Effects of dynamic ventilatory factors on ventilator-induced lung injury in acute respiratory distress syndrome dogs.

Background: Mechanical ventilation is a double-edged sword to acute respiratory distress syndrome (ARDS) including lung injury, and systemic inflammatory response high tidal volumes are thought to increase mortality. The objective of this study is to evaluate the effects of dynamic ventilatory factors on ventilator induced lung injury in a dog model of ARDS induced by hydrochloric acid instillation under volume controlled ventilation and to investigate the relationship between the dynamic factors and ventilator-induced lung injuries (VILI) and to explore its potential mechanisms.

Methods: Thirty-six healthy dogs were randomly divided into a control group and an experimental group. Subjects in the experimental group were then further divided into four groups by different inspiratory stages of flow. Two mL of alveolar fluid was aspirated for detection of IL-8 and TNF-α. Lung tissue specimens were also extracted for total RNA, IL-8 by western blot and observed under an electronic microscope.

Results: IL-8 protein expression was significantly higher in group B than in groups A and D. Although the IL-8 protein expression was decreased in group C compared with group B, the difference was not statistically significant. The TNF-α ray degree of group B was significantly higher than that in the other groups (P<0.01), especially in group C (P>0.05). The alveolar volume of subjects in group B was significantly smaller, and cavity infiltration and cell autolysis were marked with a significant thicker alveolar septa, disorder of interval structures, and blurring of collagenous and elastic fiber structures.
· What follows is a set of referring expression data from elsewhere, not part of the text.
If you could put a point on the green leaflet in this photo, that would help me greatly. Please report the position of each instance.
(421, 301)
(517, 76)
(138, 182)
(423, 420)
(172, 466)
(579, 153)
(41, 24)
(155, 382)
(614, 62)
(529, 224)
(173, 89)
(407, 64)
A large number of necrotic debris tissue was observed in group B.

Conclusion: Mechanical ventilation with a large tidal volume, a high inspiratory flow and a high ventilation frequency can cause significant damage to lung tissue structure. It can significantly increase the expression of TNF-α and IL-8 as well as their mRNA expression. Furthermore, the results of our study showed that small tidal ventilation significantly reduces the release of pro-inflammatory media. This finding suggests that greater deterioration in lung injury during ARDS is associated with high inspiratory flow and high ventilation rate.